Biography

James Hughes is a Northern Irish photographer and artist, whose photographic practice ranges from social documentary through commercial to fine art photography.

His first photographic experience was of a childhood spent using a box brownie (made by his mother when she worked for Kodak). James is self-taught, and influenced by late 20th century photography and literature, influences that he continues to link through his practice to-date.

James has an extensive background of research in photography (MA, MPhil). A celebrated photographer, with many exhibitions and awards, his work is represented internationally in museums and galleries, commercial work also has its place while he continues to pursue his personal career and passion through photography, art and poetry. 


Artist Statement

What is special about my practice is the elegiac tone, the note of longing that suffuses my work and demonstrates how I am touched by those places where damage and grace are inextricably entangled. My work bears witness to facts, be they visible or existential. It unconsciously links fragments, unearths connections and creates anew through the visual like a sacred task.

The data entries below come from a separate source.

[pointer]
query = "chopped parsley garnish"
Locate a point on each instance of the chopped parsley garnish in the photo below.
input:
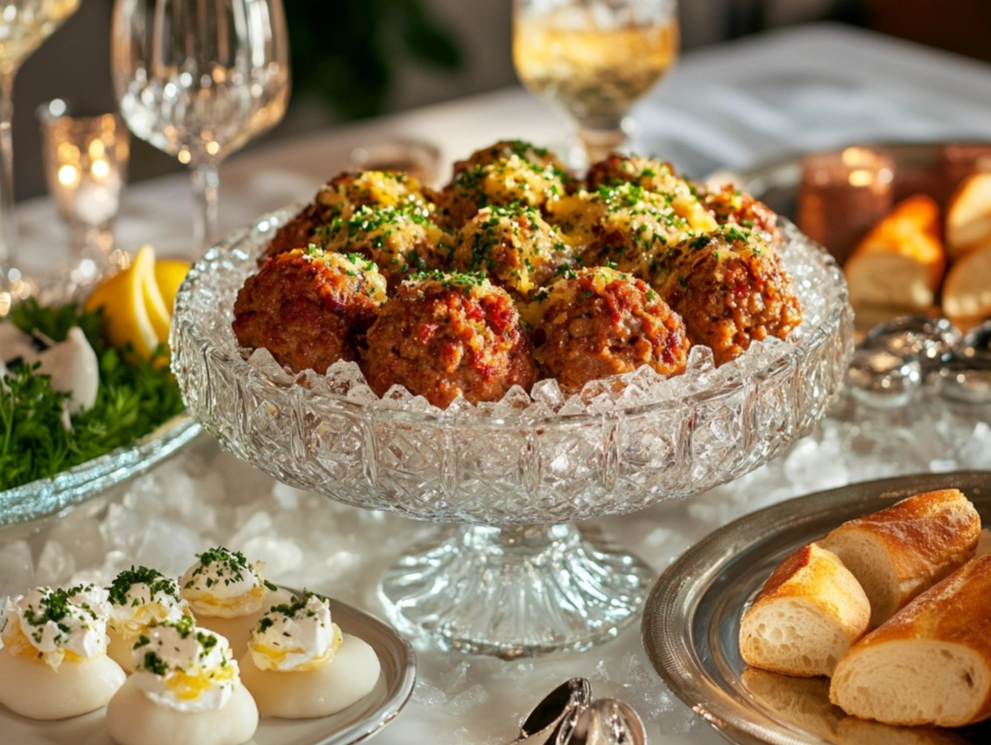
(156, 581)
(135, 396)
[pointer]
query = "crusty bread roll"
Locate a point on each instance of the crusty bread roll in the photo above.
(805, 617)
(967, 291)
(900, 551)
(928, 664)
(853, 731)
(968, 215)
(900, 262)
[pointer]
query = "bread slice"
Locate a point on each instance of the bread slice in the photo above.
(902, 550)
(968, 215)
(900, 262)
(930, 663)
(967, 292)
(805, 617)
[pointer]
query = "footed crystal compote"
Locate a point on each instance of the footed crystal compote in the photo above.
(513, 576)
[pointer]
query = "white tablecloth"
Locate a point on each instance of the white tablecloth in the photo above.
(733, 105)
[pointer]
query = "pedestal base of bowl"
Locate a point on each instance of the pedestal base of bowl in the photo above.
(515, 592)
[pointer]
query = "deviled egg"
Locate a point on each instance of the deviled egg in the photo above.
(228, 594)
(185, 690)
(53, 653)
(140, 597)
(299, 665)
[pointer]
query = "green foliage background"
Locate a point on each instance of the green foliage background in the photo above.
(347, 52)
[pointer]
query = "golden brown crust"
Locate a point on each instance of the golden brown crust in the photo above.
(927, 536)
(955, 611)
(731, 289)
(449, 336)
(307, 308)
(601, 322)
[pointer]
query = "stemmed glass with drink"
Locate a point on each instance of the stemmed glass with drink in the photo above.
(595, 58)
(24, 24)
(198, 79)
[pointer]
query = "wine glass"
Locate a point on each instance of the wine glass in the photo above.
(24, 24)
(198, 79)
(595, 58)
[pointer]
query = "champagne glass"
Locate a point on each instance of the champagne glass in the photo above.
(24, 24)
(595, 58)
(198, 79)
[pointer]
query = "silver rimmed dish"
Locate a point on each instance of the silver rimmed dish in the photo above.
(516, 577)
(357, 723)
(88, 480)
(691, 621)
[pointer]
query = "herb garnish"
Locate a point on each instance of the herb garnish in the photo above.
(135, 396)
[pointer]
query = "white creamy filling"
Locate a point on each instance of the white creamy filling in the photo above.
(299, 636)
(222, 583)
(184, 667)
(49, 623)
(142, 607)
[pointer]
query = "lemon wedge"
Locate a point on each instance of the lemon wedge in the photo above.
(169, 274)
(136, 311)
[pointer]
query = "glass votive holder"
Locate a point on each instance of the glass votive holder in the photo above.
(417, 158)
(85, 152)
(842, 194)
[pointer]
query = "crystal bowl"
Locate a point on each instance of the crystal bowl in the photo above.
(516, 578)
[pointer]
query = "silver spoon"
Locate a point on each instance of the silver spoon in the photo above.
(559, 709)
(608, 722)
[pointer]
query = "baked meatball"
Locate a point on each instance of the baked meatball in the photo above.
(448, 335)
(733, 207)
(730, 288)
(340, 197)
(598, 322)
(514, 246)
(504, 149)
(309, 308)
(493, 177)
(400, 240)
(621, 226)
(654, 176)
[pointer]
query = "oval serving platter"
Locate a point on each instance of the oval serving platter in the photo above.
(691, 621)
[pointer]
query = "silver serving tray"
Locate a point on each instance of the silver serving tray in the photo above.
(691, 621)
(358, 722)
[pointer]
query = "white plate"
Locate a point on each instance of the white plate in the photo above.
(356, 723)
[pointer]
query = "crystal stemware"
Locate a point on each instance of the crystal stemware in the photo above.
(595, 58)
(24, 24)
(199, 79)
(511, 575)
(85, 149)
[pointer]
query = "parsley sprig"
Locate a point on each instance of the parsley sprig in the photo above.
(135, 396)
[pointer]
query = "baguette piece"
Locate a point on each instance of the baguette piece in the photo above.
(902, 550)
(930, 663)
(967, 292)
(900, 262)
(805, 617)
(968, 215)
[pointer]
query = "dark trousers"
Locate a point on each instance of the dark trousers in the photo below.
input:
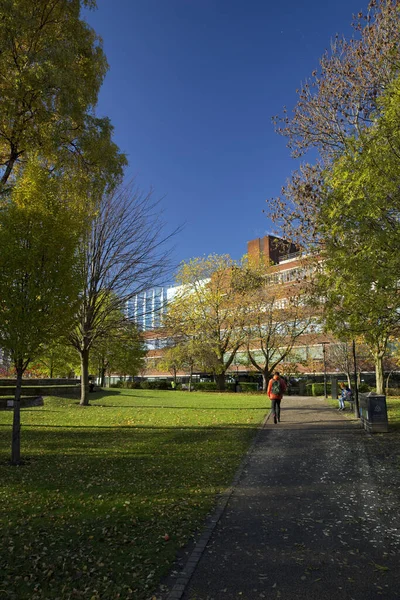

I take my practice seriously, using freedom of expression through questioning connections inherent in the visual to create original artwork. This artwork takes a critical view of social, political and cultural issues. By referencing history, I work to explore the varying relationships between popular culture and fine art. My work in the past has also used revealing aspects of history, which have a profound impact on our contemporary culture today. I find myself continually returning to those aspects that are often hidden or misrepresented in the “official” recordings for posterity. My aim is to explore and present the historically forgotten, to place the previously unseen through a discarded past.

The message is essentially that; the experience of time and space is paramount to living a life with meaning. Through  my practice , redemption could ultimately be found by re-establishing a poetic connection withone's environment and  find a place within the detritus and loss of the society within which we now dwell.